The effect of MJN110 and JZL184 compounds on oocyte maturation at low P4 concentration. Oocytes were pre-treated for 2 hours with the vehicle or with the highest concentration of 2.10--5 M for both JZL184 or MJN110, followed by overnight treatment with P4 at 10-7M. Oocyte maturation was measured as % GVBD normalized to control oocytes (treated with vehicle) (mean + SEM; n = 2 independent female frogs for each compound).
- Figure 4A showed different ct values of ODC between Oocytes and spleen, please explain them in the text. There is not any description regarding spleen information in Figure 4A, please make it clear in the text.
We thank the Reviewer for this recommendation. The text was revised accordingly.
(3) For Figures 3A, E, and I, there are different concentration settings for comparing the activity, is it possible to get the curves based on the same set of concentrations? The concentration gradient didn't include higher concentration points in these figures, thus the related values are incorrect. Please set more concentration points to improve the figures. And for the error bar, there are different display formats like Figure 4c and 4d, etc. Please uniform the format for all the figures. Additionally, for the ctrl. or veh., please add an error bar for all figures.

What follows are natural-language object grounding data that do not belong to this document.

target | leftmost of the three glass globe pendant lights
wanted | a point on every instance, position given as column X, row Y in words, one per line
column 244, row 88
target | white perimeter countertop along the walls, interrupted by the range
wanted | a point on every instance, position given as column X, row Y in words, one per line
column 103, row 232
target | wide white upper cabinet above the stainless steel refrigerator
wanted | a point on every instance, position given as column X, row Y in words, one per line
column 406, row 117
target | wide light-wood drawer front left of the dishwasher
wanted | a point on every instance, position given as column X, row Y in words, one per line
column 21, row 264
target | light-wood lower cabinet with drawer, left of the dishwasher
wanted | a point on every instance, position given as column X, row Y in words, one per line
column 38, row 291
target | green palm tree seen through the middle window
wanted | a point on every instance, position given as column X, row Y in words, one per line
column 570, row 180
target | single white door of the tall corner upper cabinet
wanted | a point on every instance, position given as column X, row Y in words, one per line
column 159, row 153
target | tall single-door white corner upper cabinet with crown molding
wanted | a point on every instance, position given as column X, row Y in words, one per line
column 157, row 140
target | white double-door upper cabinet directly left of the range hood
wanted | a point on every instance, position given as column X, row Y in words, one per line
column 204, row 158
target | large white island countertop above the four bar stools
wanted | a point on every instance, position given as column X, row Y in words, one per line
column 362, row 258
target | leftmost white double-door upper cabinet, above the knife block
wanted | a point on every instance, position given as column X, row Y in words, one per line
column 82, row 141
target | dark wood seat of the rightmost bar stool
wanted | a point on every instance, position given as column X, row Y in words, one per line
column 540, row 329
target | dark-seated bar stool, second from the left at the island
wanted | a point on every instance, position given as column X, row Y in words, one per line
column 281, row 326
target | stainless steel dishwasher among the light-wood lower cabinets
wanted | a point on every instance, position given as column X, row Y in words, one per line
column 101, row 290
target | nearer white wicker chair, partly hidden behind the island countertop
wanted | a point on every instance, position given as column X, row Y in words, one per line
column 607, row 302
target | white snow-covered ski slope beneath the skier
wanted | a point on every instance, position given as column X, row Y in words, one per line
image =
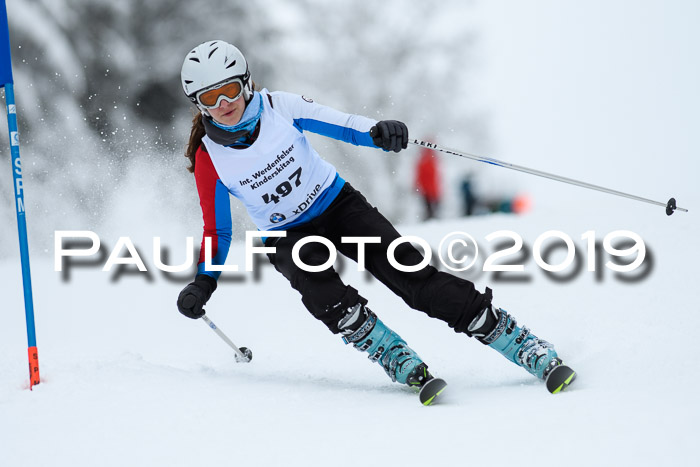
column 127, row 380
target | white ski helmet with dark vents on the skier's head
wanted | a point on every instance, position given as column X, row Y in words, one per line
column 211, row 63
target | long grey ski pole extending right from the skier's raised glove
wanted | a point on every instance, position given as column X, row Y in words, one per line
column 670, row 205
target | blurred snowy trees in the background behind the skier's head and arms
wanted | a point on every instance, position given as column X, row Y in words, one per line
column 98, row 84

Some of the drugs tested were toxic to oocytes at high concentrations so the dose response was adjusted accordingly. The graphs were plotted to encompass the entire tested dose response. We could have plotted the data on the same x-axis range but that would make the figures uneven and awkward.
We are not clear what the Reviewer means by “The concentration gradient didn't include higher concentration points in these figures, thus the related values are incorrect.”

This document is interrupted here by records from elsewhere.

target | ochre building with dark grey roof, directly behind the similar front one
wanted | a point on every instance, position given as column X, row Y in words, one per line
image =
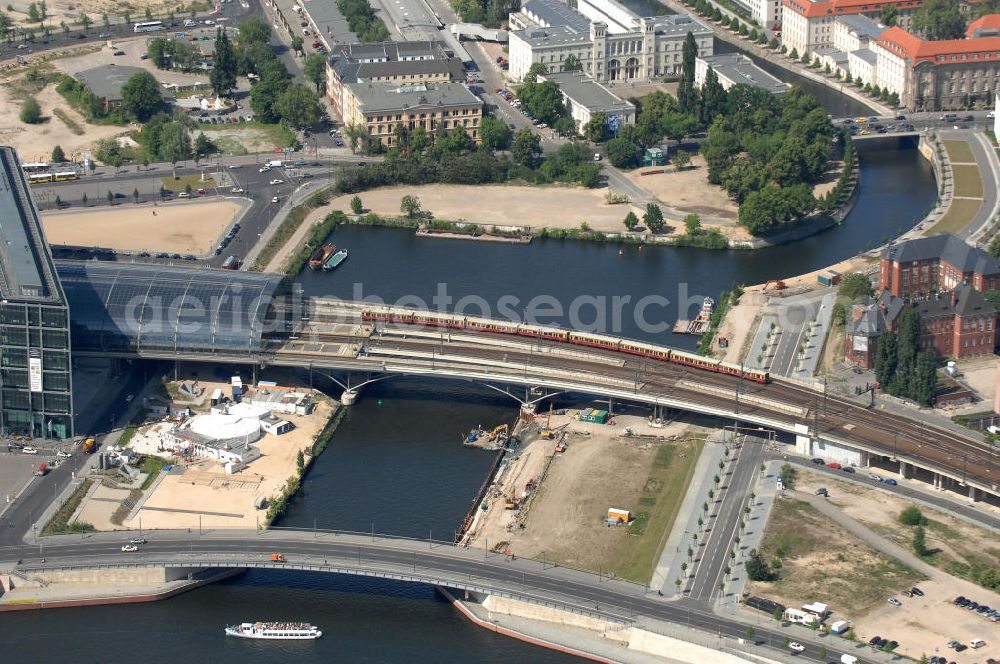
column 404, row 63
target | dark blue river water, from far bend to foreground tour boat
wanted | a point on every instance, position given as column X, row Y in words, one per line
column 396, row 463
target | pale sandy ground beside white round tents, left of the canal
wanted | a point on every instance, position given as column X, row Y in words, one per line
column 214, row 499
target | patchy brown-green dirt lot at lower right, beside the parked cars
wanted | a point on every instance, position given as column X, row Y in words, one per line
column 822, row 562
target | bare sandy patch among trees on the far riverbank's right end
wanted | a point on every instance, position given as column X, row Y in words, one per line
column 689, row 191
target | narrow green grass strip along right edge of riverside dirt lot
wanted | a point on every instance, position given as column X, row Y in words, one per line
column 662, row 495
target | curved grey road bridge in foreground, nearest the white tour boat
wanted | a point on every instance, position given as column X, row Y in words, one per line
column 400, row 559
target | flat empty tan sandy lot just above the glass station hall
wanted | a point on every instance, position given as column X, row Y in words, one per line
column 184, row 227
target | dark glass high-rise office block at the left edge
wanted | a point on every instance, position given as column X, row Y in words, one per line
column 35, row 361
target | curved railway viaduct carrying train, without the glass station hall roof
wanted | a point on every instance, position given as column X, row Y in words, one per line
column 330, row 337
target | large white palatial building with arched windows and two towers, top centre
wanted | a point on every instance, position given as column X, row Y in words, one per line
column 621, row 46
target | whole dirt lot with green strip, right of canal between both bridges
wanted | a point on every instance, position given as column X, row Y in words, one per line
column 564, row 519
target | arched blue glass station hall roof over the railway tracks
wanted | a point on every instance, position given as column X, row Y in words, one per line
column 156, row 310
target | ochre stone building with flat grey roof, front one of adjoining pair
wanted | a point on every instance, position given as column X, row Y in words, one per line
column 382, row 106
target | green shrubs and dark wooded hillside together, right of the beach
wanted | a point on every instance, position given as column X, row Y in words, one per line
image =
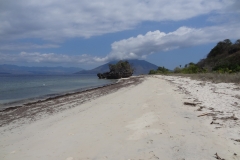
column 223, row 58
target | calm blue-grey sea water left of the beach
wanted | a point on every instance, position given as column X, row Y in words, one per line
column 19, row 89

The error bars for all dose responses are consistent throughout all the Figures. They are different from those on bar graphs to improve clarity. If the Reviewer wishes to have the error bars on the bar graphs and dose response the same, we are happy to do so.

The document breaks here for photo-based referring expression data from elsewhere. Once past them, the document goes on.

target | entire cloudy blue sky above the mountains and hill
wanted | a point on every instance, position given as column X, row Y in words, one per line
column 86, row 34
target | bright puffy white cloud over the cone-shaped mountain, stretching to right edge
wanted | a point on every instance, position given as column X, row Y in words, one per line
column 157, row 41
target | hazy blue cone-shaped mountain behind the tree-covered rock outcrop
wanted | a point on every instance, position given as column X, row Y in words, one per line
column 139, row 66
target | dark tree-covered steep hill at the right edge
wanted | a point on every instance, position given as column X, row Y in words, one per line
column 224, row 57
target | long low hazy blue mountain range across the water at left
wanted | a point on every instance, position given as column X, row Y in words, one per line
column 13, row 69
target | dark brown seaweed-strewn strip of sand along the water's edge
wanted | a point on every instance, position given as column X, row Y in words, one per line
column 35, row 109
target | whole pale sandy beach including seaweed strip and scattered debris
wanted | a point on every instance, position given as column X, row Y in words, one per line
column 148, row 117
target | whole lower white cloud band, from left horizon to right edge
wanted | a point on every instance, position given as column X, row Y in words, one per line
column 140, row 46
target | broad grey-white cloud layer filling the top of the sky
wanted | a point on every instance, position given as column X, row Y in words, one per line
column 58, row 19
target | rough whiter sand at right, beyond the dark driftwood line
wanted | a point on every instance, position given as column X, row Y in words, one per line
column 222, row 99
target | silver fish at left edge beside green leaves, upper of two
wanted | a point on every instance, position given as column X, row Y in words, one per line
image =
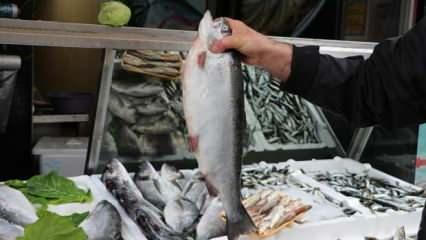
column 15, row 208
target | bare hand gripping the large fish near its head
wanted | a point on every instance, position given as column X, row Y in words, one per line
column 257, row 49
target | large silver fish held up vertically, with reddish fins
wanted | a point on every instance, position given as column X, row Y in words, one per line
column 214, row 113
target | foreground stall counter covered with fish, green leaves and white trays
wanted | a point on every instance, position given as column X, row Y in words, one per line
column 339, row 198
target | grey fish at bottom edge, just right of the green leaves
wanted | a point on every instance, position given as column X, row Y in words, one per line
column 103, row 223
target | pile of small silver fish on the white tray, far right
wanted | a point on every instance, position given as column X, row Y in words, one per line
column 376, row 194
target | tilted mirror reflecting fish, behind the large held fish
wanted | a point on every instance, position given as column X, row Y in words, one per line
column 140, row 115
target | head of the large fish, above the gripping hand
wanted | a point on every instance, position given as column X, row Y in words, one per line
column 211, row 29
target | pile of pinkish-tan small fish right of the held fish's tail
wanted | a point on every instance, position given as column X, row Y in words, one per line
column 273, row 210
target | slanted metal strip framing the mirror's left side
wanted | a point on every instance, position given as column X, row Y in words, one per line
column 101, row 111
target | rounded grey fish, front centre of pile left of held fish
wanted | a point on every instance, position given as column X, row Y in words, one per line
column 181, row 214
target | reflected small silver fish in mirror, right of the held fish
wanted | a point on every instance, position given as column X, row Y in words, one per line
column 284, row 118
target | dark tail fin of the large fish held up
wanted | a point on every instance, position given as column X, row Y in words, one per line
column 242, row 225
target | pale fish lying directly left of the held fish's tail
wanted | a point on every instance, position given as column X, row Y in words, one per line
column 211, row 224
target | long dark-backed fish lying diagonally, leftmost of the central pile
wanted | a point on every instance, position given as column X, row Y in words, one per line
column 146, row 215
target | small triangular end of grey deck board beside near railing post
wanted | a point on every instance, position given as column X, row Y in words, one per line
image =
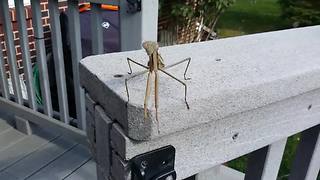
column 85, row 172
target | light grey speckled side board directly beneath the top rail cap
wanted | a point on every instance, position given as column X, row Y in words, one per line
column 211, row 144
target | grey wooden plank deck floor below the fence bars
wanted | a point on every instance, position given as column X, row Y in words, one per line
column 42, row 155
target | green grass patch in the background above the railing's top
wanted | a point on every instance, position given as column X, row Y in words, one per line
column 251, row 16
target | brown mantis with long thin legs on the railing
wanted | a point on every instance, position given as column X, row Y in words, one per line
column 154, row 65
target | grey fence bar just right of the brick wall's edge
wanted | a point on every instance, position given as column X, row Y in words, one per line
column 58, row 60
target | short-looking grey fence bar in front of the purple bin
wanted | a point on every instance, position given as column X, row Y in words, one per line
column 96, row 29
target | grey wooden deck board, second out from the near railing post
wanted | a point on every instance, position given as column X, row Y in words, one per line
column 64, row 165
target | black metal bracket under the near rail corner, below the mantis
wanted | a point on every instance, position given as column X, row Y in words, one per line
column 154, row 165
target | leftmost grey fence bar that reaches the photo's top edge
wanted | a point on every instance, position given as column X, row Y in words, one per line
column 4, row 10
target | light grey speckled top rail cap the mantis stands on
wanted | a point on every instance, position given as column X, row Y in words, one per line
column 254, row 71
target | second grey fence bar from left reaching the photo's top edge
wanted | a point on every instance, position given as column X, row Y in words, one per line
column 24, row 44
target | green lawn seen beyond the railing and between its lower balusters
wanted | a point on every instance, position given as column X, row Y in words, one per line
column 248, row 17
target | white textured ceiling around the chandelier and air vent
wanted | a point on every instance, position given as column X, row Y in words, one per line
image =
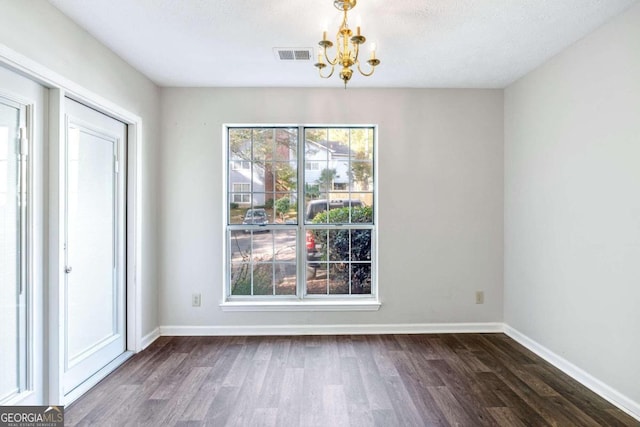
column 421, row 43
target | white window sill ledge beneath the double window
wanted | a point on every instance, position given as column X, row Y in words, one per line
column 368, row 305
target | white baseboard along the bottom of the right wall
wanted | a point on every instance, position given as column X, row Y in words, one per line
column 606, row 392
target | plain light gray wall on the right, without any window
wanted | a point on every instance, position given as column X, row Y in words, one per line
column 572, row 204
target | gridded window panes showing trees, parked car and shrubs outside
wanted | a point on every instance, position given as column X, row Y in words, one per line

For the inhibitor studies the data were normalized on a per frog basis to control for variability in the maturation rate in response to P4, which varies from frog to frog. It is thus not possible to add error bars for the controls.
(4) Please check the sentence "However, the concentration of HA130...... higher that......'; Change "IC50" to "IC50" in the text and tables. Table 1 lists IC50 values in the literature, but the references are not cited. Please include the references properly. For the IC50 value obtained in the research, please include the standard deviation in the table. For reference parts, Ref 1, 27, 32, 46, doublecheck the title format.
We edited the sentence as follows to be more clear: “However, this inhibition of maturation required high concentrations of HA130 -at least 3 orders of magnitude higher that the reported HA130 IC50-…”
We changed IC50 to subscript in Table 1.
We added the relevant references in Table 1 to provide context for the cited IC50 values for the different inhibitors used.
We added SEM to the IC50 for inhibition of oocyte maturation values in Table 1.
We checked the titles on the mentioned references and cannot identify any problems.
References
Cui, Y., Prokin, I., Xu, H., Delord, B., Genet, S., Venance, L., and Berry, H. (2016). Endocannabinoid dynamics gate spike-timing dependent depression and potentiation. eLife 5, e13185.
Nader, N., Dib, M., Hodeify, R., Courjaret, R., Elmi, A., Hammad, A.S., Dey, R., Huang, X.Y., and Machaca, K. (2020). Membrane progesterone receptor induces meiosis in Xenopus oocytes through endocytosis into signaling endosomes and interaction with APPL1 and Akt2. PLoS Biol 18, e3000901.
Smith, M., Wilson, R., O'Brien, S., Tufarelli, C., Anderson, S.I., and O'Sullivan, S.E. (2015). The Effects of the Endocannabinoids Anandamide and 2-Arachidonoylglycerol on Human Osteoblast Proliferation and Differentiation. PloS one 10, e0136546.